Qui d’autre que Jean-Baptiste Carpeaux ?
La sollicitation de Carpeaux par la famille impériale, auprès de l’empereur mourant, témoigne de leur relation privilégiée depuis dix ans. Grâce à l’entremise du diplomate Eugène d’Halwin de Piennes, rencontré à Rome en 1859 (1825-1911, nommé en 1863 chambellan de l’impératrice Eugénie), et de la princesse Mathilde (dont il réalisa le buste en 1862), Carpeaux fut introduit dans l’entourage impérial. En 1864, il devint le professeur de dessin et de modelage du Prince impérial, et participa à sa première série à Compiègne en novembre, occasion propice à la prise de nombreux croquis du couple impérial et de leur fils. En 1865, il travailla à la commande d’une statue en pied du Prince impérial : en choisissant de représenter l’enfant avec son chien de compagnie Néro, l’artiste sut mettre en scène un instant tendre, dénué de pompe, qui remporta tous les suffrages, à la fois du couple impérial et du public. Le buste de l’impératrice Eugénie de 1866, dont le plâtre original est conservé à la National Gallery de Dublin, connut un accueil plus mitigé et ne séduisit pas totalement l’impératrice même (une version en plâtre patiné est conservée au musée des Beaux-arts de Valenciennes, ville natale de l’artiste
À travers de nombreuses commandes (le Triomphe de Flore pour une façade du Louvre, la Danse pour l’Opéra, la fontaine des Quatre Parties du monde ou fontaine de l’Observatoire…), Carpeaux sut influer un souffle de vie audacieux à la pierre comme au marbre et au bronze.
La commande d’un buste de Napoléon III n’intervint qu’en 1871. L’empereur vivait alors en exil depuis mars 1871 en Angleterre, à Camden Place, Chislehurst. Également arrivé à Londres en mars en raison de la Commune parisienne, Carpeaux rendait visite à son ancien mécène. Rappelé en janvier 1873, Carpeaux arriva peu après la mort de l’Empereur et ne put prendre quelques derniers croquis de la dépouille impériale, la nuit, à la lueur de flambeaux tenus par des domestiques. Une version en plâtre patiné est conservé à Valenciennes.
Sur le côté droit (vue de face) du buste sont inscrits, sur trois lignes : « Chiselhurst [sic] / 13 janvier 1873 / JBte Carpeaux ». La date indique celle de la prise des croquis, le buste ayant été terminé en août 1874.

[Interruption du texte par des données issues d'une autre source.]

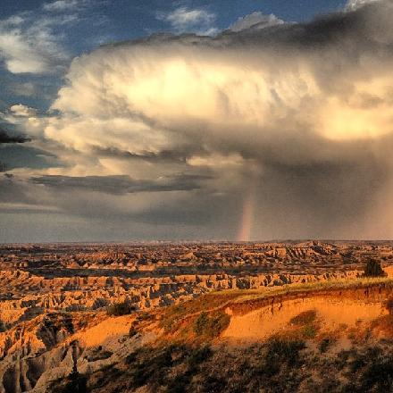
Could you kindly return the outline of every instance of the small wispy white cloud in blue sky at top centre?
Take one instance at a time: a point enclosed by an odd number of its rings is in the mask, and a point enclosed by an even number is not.
[[[188,9],[180,7],[172,13],[160,13],[158,18],[171,23],[172,28],[178,32],[195,32],[202,35],[212,35],[218,30],[214,28],[216,16],[204,9]]]

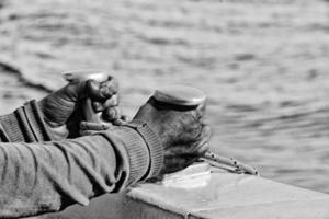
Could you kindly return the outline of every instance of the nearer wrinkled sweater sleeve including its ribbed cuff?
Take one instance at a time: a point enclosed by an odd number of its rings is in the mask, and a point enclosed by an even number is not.
[[[163,148],[146,123],[71,140],[0,143],[0,218],[58,211],[157,175]]]

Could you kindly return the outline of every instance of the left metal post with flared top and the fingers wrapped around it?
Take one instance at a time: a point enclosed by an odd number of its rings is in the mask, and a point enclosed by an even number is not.
[[[118,83],[104,70],[87,69],[63,73],[69,83],[86,82],[89,93],[81,100],[84,120],[80,124],[83,135],[103,130],[112,124],[123,123],[118,107]]]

L’expression de la douleur
Les derniers mois de la vie de Napoléon III furent traversés par la douleur, il subit plusieurs interventions chirurgicales douloureuses visant à éliminer des calculs de la vessie. Carpeaux éclata les codes de dignité et d’autorité figées du buste à l’antique classique, pour révéler un Napoléon III dans toute son humanité d’homme souffrant : un buste nu sans accessoire, les chairs du visage affaissées, les sourcils froncés par une douloureuse inquiétude, le regard éprouvé. Un homme face à la souffrance et à la mort.
Est-ce parce qu’il était lui-même gravement malade que Carpeaux sut transcender son sujet ?
Certes, le sculpteur avait déjà travaillé l’expression de la souffrance, avec notamment une Mater dolorosa en 1870, (version acquise par le Clark Art Institute de Williamstown (Massachusetts, USA) en 2007 ; version en terre cuite au musée des Beaux-arts de Bordeaux, version en terre cuite à Valenciennes). Mais, alors que l’artiste travaillait au buste de Napoléon III, il se rapprochait de la fin de sa vie, souffrant terriblement d’un cancer de la vessie. En 1874, il réalisait ainsi plusieurs autoportraits, terribles échos de son propre crépuscule. Carpeaux mourut le 12 octobre 1875 à Courbevoie, hébergé dans un pavillon du château de Bécon par le prince George Babu Stirbei. Après avoir été déposée dans un caveau provisoire, sa dépouille fut finalement inhumée le 29 novembre au cimetière Saint-Roch de Valenciennes.
Un hommage plus important ?
Le musée municipal de Bucarest conserve une version de Napoléon III sur son lit de mort, qui, selon l’historienne Alison McQueen, pourrait être le témoignage de la volonté de Carpeaux de réaliser une œuvre plus importante, un mausolée à la mémoire de son bienfaiteur.
Irène Delage, 9 décembre 2022
Bibliographie
• Empress Eugénie and the Arts. Politics and Visual Culture in the Nineteenth Century, by Alison McQueen, Farnham, Ashgate, 2011, 348 p.
• The Empress Eugénie in England. Art, Architecture, Collecting, by Anthony Geraghty, London, The Burlington Press, 2022, 271 p.